Claire Denis’ 35 Shots of Rum infuses the textures, spaces, and shadows of a Parisian apartment building with a unique and baffling poetry. The hallways are cramped but inviting, the rooms warm with routine and knowingness. These places spin with unrequited love, miscommunication, and disappointment, slowly unveiling complex human relationships over time.

Streets and railways merely act as momentary drop off points, way stations for lives favoring an interior existence. Denis creates melancholy in the smallest details so her film swells with expanding possibility. Midway through the fleeting story, one haunting moment in a small club juxtaposes a lifetime of love, lust, and regret with the sensual sounds of The Commodores’ Night Shift. It’s a bravura cinematic slow dance flushed with unspoken and unseen romantic entanglement, the sensual highlight of a fragmented overarching shuffle.

Denis complicates her lyrical view of everyday life with a disjointed, alienating outlook on character interaction, breaking down dialogue sequences with jump cuts, temporal shifts, and jarring transitions. Unlike the recent films Summer Hours or Still Walking, 35 Shots of Rum never fully opens its characters up for inspection, gradually wearing down their outer layers only to reveal denser shields underneath. This approach doesn’t diminish the impact of the film, but it puts the viewer on the outside looking in, watching as gaps grow larger and questions become more intriguing than the answers.

While many have pointed out Denis’ film seems more about the journey than the destination, I’d argue it focuses on endings above all else. Lionel (Alex Descas) comes to grips with his daughter Josephine’s (Mati Diop) adulthood, while longtime friend Rene’s short retirement ends with mental and physical death. Gabrielle’s (Nicole Dogue) disappointing realization about Lionel contrasts Noe’s (Gregorie Colin) own emotional endgame with Josephine, yet each relationship represents a form of finality. Despite Denis’ adherence to linearity, these moments of change and realization define her film.
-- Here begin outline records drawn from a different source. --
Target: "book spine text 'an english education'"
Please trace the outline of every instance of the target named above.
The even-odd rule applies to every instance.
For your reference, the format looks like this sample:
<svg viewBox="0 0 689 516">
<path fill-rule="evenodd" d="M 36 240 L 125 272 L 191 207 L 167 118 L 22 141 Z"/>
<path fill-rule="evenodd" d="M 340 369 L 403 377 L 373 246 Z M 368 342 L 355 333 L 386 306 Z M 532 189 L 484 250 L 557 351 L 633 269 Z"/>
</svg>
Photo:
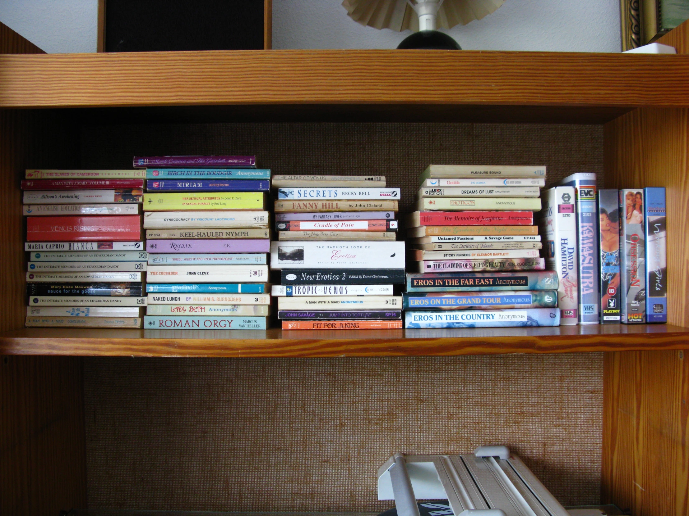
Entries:
<svg viewBox="0 0 689 516">
<path fill-rule="evenodd" d="M 598 324 L 600 300 L 598 296 L 598 220 L 596 210 L 596 175 L 581 172 L 565 178 L 560 183 L 574 186 L 577 204 L 577 231 L 579 244 L 579 323 Z"/>
<path fill-rule="evenodd" d="M 406 328 L 481 328 L 559 326 L 557 308 L 524 310 L 442 310 L 404 312 Z"/>
<path fill-rule="evenodd" d="M 598 297 L 601 324 L 620 322 L 619 193 L 617 189 L 598 191 L 598 248 L 600 278 Z"/>
<path fill-rule="evenodd" d="M 646 322 L 668 322 L 665 189 L 644 189 L 646 201 Z"/>
<path fill-rule="evenodd" d="M 619 268 L 621 321 L 646 323 L 646 241 L 644 191 L 619 191 Z"/>
<path fill-rule="evenodd" d="M 537 214 L 546 239 L 546 266 L 559 277 L 560 324 L 579 323 L 579 264 L 573 186 L 556 186 L 543 193 L 545 208 Z"/>
</svg>

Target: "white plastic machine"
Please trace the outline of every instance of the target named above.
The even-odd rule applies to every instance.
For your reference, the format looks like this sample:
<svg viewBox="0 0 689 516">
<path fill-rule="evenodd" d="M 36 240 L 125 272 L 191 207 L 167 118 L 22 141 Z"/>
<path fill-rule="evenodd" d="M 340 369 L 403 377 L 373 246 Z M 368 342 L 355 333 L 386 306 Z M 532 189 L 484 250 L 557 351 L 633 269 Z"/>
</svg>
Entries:
<svg viewBox="0 0 689 516">
<path fill-rule="evenodd" d="M 473 455 L 395 453 L 378 469 L 378 499 L 398 516 L 420 516 L 416 500 L 446 499 L 455 516 L 569 516 L 507 447 Z"/>
</svg>

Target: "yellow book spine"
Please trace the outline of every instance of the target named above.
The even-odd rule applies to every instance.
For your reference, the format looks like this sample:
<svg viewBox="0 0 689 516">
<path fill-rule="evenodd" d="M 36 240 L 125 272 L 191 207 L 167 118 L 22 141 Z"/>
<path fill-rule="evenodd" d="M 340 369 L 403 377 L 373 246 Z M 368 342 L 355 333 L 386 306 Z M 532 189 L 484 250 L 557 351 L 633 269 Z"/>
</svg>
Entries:
<svg viewBox="0 0 689 516">
<path fill-rule="evenodd" d="M 169 192 L 143 194 L 144 211 L 263 210 L 263 192 Z"/>
</svg>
Admiration for 35 Shots of Rum does not come close to the praise most critics have bestowed on the film, but that’s all I can muster after one viewing. Denis’ visual approach, her characters, her expressions, all exist within a confounding universe that inevitably takes some getting used to. She challenges the viewer to look beyond the emotion of her characters, into a place where the redemptions and reflections of life reveal more uncertainty than closure. Ambiguity often produces the most complex resolutions, but in 35 Shots of Rum, this equivocacy often strangles the tangible meaning out of life’s little moments, leaving us beguiled by a jazz-like modern existence.